責任を負うがそれでもまだ自由だということ

国立新美術館に行きました。二人で。
マルコは水色とホワイトのストライプで流行のマリンテイストのワンピース。
靴は一緒に選んで買ったツモリチサトのやつを履いていた、*1
天気が良くて、強い風にあおられた自分の着ている白いシャツが羽根になって、飛べるんじゃないかって思った。
なんだか良い一日だった。

観る前に腹ごしらえ。バーでカレーを頼んだところで、タバコがないのに気づいて、店員に自販機の場所を聞いて行こうとすると、その店の顔なじみの客と思しき白人さんに声をかけられ、タバコを一緒に買いに行くことになった。
「タバコハナンデスカ?」
に始まる簡単な自己紹介のくだりで、
「仕事は何してるの?」
と聞いたら、
「警察ニツカマラナイヨウニシテル」
と自嘲するようにジョンと言う白人さんは笑って答えた。
彼が最低限の日本語を話せること、彼が人生に退屈していること。
それがわかった。
(気がした)
タバコ屋はしまっていて、タスポを貸したらタバコをおごってくれた。
「男が欲しくなったのか?」
といったような事をバーに帰ると連れの黒人が英語で言った。
「タバコおごって貰ったよ」
と店員さんに上機嫌に僕は報告した。
店員さんは、愛想よく笑った。
カレーを食って、握手をして別れて、会計の際、店員に
「タバコおごってもらったから、あっちにも一杯」
と言って多めにお金を渡そうとすると
「彼はお金持ちなの。いつもここにいるから」
と断られた。
持っている人間が入り浸るような店ではないと思ったし、売人か何かにしては上品だと思った。
あれは何をしている人だろうと気になった。


国立新美術館 THE NATIONAL ART CENTER, TOKYO
さて、新美術館のアーティスト・ファイル2009―現代の作家たちには取り立てて感想もなく。
タダ券だからかさらっと見てしまった。
美術館のソファーから見えた、隣のビルの改修現場の足場の設置。
風が強い中、ジェンガみたく高く組んだ足場がゆらゆら揺れた。
命綱はない。
何かしらの仕事をし続けること、生きてくために稼がなければならないこと、高く積み上げられていく足場を見ながら漠然とそんなことを考えた。
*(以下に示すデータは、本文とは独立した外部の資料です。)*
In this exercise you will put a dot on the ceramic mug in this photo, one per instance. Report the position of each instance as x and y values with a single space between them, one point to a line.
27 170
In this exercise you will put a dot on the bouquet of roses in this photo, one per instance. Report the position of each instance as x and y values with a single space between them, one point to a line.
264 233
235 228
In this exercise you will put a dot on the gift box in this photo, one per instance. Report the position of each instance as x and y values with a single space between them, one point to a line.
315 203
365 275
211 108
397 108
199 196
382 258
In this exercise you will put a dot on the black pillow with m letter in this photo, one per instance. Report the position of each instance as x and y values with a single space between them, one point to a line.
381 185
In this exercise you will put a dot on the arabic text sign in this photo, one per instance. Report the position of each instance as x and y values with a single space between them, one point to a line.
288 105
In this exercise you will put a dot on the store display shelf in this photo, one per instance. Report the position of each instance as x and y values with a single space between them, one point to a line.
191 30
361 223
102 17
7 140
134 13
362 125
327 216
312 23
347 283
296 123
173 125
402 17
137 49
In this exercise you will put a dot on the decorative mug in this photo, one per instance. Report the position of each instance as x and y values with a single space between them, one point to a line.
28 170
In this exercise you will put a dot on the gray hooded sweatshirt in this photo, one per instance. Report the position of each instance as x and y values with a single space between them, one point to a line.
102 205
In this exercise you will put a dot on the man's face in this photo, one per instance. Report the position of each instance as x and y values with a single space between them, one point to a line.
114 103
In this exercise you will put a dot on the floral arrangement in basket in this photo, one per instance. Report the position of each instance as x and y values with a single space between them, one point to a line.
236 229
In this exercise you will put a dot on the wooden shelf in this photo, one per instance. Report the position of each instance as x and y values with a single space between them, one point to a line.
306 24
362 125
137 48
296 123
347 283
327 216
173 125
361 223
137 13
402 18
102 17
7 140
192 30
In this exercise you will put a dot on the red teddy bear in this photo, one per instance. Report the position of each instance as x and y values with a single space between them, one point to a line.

その後、南青山まで歩いて、カフェで引越資金をためるための相談をした。
やっぱり結婚に対する責任や段取りはただただ面倒くさい!(先人が言うように)
でも、それを通過することで何かしら得るものがたぶんあると思う。
また逃げ出すことすらできるという意味ではまだ自由なのだと思い、少し嬉しくなった。(もちろん逃げ出さないけどさ)


少し最近窮屈になっていた。
なんとなく始めた副業が意外と金になってきていて良い流れではある。
会社でやれることをやって、勉強して、稼いで、貯金して、彼女が一時転勤(二年間しなきゃいけないの)する間に、会社辞めて俺は世界旅行をする。
いろんな国でいろんな人と話して、いろんなもの見て、その後はたくさんセックスをしてマルコと子供を作る。
自分と家族が喰うに困らぬ事業を始める。


「ちゃんと考えてるの?」


気づいたら、そんな目でマルコに見られていた。


コーヒーはやっぱりうまい!

*1:この時えらく感動された。「私の買い物に付き合って不機嫌にならなかった人は今までにいない!」と。